Les Alanes ont traversé les siècles en préservant leur identité, ce qui témoigne de la vitalité de ce peuple. Aujourd’hui, la nation alane a son Etat, sa république au sein de la Fédération de Russie à laquelle elle est liée par l’histoire. Des personnalités d’origine ossète occupent des positions éminentes dans la société.
Les péripéties de l’histoire ont fait que le peuple alane a été séparé en deux entités, divisées par la géographie de ces régions montagneuses. En 1774, rattachement de l’Ossétie du nord à l’empire russe. 1801, rattachement de l’Ossétie du sud en même temps que la Géorgie, ce qui permettait aux habitants, en majorité chrétiens, d’échapper à la domination turque ou persane. A la suite de la victoire de la révolution d’octobre, l’Ossétie du Nord accéda en 1924 au statut de région autonome de la République Fédérative socialiste de Russie, puis en 1936 le statut de République Autonome lui fut conféré.
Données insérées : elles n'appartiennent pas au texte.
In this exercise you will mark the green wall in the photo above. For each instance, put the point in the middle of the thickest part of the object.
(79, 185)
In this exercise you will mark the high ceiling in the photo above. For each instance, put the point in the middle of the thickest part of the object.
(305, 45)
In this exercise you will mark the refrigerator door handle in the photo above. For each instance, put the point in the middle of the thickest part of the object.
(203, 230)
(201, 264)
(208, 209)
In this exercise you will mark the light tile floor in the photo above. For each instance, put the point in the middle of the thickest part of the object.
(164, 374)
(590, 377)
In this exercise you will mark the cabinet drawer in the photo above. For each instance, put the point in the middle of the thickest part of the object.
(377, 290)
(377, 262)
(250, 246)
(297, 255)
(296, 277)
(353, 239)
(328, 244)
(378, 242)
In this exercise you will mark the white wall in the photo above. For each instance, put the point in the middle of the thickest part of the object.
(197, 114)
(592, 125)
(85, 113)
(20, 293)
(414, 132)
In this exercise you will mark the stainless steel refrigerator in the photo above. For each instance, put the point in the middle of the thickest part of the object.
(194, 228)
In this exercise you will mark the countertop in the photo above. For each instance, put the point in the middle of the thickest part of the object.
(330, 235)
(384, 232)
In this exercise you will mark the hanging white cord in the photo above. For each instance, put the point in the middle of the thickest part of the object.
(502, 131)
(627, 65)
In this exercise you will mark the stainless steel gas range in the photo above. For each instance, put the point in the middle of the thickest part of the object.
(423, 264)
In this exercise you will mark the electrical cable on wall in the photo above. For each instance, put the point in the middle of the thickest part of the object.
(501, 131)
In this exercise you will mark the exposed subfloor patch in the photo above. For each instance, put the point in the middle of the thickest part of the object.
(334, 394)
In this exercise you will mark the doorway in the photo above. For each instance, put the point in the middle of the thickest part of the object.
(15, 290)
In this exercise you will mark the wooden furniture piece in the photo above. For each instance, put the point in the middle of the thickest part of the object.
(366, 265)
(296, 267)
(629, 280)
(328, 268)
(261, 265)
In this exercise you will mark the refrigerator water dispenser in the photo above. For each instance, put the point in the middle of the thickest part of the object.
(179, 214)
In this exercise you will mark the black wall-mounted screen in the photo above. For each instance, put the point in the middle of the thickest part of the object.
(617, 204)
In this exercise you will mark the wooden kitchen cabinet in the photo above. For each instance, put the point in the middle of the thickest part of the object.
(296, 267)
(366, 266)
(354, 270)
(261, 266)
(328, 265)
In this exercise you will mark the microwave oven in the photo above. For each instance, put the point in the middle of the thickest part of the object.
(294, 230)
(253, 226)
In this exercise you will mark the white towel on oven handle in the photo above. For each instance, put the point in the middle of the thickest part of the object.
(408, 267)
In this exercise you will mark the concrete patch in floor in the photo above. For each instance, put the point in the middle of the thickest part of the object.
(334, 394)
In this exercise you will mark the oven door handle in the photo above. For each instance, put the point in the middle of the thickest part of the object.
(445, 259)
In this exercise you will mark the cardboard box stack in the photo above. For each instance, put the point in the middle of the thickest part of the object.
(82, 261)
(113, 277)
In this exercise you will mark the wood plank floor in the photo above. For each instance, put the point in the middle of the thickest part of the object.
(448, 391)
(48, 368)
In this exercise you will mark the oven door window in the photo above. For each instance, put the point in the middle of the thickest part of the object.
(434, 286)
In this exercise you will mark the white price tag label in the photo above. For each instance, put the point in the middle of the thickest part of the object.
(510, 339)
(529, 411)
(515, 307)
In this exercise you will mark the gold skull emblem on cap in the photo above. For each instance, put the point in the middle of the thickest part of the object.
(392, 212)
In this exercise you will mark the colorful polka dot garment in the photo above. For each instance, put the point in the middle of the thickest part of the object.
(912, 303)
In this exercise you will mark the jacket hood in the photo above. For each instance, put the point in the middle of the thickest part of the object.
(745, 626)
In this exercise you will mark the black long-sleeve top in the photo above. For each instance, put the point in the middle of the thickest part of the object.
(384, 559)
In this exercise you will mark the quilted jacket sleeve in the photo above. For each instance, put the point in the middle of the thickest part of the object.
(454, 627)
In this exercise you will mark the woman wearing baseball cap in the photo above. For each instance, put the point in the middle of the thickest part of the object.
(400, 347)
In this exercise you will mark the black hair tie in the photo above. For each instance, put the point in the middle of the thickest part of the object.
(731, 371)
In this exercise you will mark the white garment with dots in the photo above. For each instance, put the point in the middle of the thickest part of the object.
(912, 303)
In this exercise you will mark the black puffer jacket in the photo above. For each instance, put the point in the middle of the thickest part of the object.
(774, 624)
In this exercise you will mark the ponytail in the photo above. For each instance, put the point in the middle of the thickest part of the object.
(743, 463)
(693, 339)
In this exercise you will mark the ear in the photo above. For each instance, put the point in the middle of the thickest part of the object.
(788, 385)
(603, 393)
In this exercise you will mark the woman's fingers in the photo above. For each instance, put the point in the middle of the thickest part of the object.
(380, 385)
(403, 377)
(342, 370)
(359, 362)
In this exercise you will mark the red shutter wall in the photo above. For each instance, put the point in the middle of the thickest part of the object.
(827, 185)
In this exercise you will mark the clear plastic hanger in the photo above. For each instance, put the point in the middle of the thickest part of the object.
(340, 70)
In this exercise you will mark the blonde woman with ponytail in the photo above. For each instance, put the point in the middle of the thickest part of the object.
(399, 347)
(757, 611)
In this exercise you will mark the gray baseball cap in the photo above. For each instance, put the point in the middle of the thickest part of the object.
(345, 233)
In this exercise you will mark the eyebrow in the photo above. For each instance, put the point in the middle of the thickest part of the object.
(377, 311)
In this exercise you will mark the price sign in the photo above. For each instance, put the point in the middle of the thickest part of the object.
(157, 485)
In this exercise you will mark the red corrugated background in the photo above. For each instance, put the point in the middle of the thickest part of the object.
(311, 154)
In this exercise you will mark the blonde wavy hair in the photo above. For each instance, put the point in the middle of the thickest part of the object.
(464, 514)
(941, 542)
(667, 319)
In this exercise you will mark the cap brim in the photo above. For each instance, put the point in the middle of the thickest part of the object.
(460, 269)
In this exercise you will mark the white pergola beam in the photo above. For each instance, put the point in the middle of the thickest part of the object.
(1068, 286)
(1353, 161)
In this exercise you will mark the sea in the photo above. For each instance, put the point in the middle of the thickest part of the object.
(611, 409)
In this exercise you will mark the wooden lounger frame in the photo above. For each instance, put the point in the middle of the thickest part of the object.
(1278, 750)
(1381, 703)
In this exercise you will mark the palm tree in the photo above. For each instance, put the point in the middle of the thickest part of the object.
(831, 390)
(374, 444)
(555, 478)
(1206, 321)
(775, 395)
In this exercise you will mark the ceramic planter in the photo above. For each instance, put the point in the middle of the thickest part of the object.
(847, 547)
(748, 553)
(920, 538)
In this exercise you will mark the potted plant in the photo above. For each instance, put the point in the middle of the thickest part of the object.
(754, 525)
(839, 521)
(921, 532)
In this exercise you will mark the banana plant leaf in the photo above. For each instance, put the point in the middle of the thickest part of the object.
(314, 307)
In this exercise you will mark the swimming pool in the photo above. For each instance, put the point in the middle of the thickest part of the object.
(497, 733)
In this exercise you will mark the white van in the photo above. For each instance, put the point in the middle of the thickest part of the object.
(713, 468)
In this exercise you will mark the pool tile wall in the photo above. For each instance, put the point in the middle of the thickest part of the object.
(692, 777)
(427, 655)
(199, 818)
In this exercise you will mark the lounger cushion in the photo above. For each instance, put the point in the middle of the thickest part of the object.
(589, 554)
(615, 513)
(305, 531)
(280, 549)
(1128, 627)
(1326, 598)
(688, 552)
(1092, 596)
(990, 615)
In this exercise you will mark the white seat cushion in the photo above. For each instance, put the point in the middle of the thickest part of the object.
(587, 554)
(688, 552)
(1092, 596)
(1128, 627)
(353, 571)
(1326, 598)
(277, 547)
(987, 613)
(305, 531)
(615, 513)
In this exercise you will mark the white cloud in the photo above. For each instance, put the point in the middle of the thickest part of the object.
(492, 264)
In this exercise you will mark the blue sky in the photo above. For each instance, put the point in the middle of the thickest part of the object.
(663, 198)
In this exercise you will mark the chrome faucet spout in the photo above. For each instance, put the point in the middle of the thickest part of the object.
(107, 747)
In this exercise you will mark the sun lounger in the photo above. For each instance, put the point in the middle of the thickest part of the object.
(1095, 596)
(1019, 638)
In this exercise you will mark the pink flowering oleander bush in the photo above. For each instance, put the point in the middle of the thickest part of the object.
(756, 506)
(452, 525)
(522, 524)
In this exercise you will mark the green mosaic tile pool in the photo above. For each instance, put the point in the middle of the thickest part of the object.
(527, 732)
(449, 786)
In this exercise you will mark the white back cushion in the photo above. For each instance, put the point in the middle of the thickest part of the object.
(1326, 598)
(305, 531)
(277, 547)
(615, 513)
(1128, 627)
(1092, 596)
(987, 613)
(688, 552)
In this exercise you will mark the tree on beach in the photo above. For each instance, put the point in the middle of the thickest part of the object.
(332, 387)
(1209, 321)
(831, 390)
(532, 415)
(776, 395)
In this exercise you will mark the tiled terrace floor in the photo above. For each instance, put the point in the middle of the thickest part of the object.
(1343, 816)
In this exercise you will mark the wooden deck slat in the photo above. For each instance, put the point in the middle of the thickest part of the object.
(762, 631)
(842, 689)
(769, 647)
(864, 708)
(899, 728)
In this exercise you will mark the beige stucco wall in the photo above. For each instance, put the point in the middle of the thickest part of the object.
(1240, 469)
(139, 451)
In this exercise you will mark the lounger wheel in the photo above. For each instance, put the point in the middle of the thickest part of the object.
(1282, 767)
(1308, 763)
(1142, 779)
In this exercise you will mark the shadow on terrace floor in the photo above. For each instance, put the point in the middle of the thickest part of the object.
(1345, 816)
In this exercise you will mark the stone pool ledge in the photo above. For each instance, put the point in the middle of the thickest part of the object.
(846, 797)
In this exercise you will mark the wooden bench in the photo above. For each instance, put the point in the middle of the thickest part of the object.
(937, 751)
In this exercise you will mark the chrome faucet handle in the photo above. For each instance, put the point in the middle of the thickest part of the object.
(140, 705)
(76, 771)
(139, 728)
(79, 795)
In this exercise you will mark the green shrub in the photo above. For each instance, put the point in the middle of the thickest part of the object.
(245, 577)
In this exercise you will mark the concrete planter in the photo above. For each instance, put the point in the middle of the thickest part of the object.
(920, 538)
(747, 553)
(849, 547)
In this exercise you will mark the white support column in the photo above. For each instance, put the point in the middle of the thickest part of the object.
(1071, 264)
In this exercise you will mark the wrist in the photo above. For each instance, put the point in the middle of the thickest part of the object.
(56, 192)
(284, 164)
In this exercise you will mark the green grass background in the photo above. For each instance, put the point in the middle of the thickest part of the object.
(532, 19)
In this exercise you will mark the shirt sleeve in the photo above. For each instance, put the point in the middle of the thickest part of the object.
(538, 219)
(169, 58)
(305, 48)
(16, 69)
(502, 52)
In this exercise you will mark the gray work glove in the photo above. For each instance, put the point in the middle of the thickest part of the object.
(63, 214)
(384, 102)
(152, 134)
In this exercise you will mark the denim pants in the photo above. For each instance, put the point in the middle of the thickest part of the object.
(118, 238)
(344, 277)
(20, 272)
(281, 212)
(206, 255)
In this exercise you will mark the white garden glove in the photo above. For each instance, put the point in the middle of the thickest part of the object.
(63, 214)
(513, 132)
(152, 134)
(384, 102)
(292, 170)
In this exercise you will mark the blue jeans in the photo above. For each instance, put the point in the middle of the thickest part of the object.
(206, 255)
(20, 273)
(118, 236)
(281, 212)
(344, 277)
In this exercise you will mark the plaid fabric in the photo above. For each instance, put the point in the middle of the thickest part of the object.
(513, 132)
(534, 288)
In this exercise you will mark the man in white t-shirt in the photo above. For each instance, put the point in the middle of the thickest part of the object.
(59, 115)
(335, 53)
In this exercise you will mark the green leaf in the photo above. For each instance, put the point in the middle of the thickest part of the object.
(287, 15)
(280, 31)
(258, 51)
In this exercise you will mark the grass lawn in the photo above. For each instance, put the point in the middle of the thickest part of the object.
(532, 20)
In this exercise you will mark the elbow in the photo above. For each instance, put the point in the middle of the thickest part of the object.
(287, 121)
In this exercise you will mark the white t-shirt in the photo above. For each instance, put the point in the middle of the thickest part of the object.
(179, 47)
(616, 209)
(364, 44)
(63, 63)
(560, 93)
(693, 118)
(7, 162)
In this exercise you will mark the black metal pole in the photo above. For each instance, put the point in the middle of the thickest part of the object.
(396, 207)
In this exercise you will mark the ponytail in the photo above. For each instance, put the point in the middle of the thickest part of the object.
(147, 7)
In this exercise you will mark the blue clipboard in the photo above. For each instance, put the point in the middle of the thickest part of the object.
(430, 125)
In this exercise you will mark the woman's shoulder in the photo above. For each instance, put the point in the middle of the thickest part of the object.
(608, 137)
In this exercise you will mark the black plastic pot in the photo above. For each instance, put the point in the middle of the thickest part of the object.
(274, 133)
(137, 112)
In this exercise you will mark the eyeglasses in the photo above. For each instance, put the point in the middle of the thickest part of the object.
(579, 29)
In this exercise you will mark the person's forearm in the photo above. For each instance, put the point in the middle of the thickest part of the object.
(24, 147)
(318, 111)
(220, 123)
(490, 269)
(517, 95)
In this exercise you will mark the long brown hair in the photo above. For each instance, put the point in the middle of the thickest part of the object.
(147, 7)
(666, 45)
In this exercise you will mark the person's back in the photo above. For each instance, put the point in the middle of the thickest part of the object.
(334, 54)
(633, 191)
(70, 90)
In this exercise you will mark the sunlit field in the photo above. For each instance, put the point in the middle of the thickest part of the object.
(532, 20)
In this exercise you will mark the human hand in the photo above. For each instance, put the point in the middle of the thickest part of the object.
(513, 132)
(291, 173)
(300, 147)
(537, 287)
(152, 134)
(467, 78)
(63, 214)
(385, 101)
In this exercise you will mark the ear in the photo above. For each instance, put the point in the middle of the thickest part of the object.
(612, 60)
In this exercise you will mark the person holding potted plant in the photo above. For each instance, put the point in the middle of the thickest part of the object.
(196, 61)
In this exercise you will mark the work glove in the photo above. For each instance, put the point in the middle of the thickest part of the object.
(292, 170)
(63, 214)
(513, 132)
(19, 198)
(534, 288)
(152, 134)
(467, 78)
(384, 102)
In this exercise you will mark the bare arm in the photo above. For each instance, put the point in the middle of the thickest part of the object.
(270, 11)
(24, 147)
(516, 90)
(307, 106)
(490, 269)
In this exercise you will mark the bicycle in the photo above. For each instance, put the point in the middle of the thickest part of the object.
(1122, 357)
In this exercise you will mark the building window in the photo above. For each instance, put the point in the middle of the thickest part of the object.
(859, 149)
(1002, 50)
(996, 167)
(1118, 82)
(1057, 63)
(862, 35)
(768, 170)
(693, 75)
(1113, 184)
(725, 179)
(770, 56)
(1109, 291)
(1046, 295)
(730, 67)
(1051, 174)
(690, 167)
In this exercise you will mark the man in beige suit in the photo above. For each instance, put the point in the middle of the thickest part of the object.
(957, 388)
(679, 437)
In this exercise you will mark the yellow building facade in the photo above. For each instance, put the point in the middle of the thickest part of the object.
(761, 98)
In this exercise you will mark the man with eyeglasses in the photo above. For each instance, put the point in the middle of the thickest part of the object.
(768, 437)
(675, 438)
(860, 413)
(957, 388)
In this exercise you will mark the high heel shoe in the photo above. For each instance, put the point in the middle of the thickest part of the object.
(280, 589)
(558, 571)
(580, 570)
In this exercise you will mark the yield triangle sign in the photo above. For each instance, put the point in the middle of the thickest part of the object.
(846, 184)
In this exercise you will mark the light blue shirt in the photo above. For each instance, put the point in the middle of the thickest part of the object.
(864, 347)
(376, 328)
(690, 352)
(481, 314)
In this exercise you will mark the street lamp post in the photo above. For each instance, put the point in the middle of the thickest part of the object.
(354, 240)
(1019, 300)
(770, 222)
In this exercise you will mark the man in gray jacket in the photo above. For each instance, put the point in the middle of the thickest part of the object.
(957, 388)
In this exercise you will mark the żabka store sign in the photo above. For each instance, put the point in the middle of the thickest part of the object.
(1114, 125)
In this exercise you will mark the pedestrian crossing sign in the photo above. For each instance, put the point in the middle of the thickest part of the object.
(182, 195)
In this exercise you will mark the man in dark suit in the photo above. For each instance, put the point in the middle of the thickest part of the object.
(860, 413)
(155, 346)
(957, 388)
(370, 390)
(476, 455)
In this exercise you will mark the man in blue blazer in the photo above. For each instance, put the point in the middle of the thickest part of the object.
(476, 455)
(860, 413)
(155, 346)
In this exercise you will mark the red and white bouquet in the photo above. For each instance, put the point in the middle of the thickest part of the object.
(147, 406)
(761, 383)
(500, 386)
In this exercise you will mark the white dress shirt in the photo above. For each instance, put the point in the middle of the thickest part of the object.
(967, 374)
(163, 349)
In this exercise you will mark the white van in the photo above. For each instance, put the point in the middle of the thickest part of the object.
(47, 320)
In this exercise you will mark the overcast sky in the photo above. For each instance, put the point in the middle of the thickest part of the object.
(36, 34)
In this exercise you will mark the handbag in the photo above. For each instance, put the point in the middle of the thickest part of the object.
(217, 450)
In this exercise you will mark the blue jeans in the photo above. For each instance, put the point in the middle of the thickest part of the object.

L’Ossétie du Sud eut un sort différent : devenue Région Autonome en avril 1922 dans le cadre de la Géorgie soviétique, elle déclara sa souveraineté le 20 septembre 1990, à la suite de la décision du Soviet Suprême de la RSS de Géorgie d’abroger toute loi ou acte juridique adoptés depuis 1921. A partir de ce moment, constatant un vide juridique, elle se référa dorénavant aux lois de l’Union Soviétique et le 17 mars 1991 sa population se déclara en faveur du maintien de l’URSS, alors que la Géorgie avait refusé de participer au référendum.
Par trois fois au cours de ces cent dernières années, le peuple ossète a été victime de sa volonté d’autonomie. En 1918, les menchéviks proclament une République Démocratique de Géorgie indépendante. Le peuple ossète soutient les bolchéviks, des affrontements sanglants s’en suivent avec les séparatistes menchéviks et de nombreux Ossètes trouvent refuge au nord dans la région de Vladikavkaz. C’est seulement en juin 1920 que le pouvoir soviétique fut proclamé à Tskhinval et que les troupes menchéviks se retirèrent en procédant à de nombreuses exactions et destructions.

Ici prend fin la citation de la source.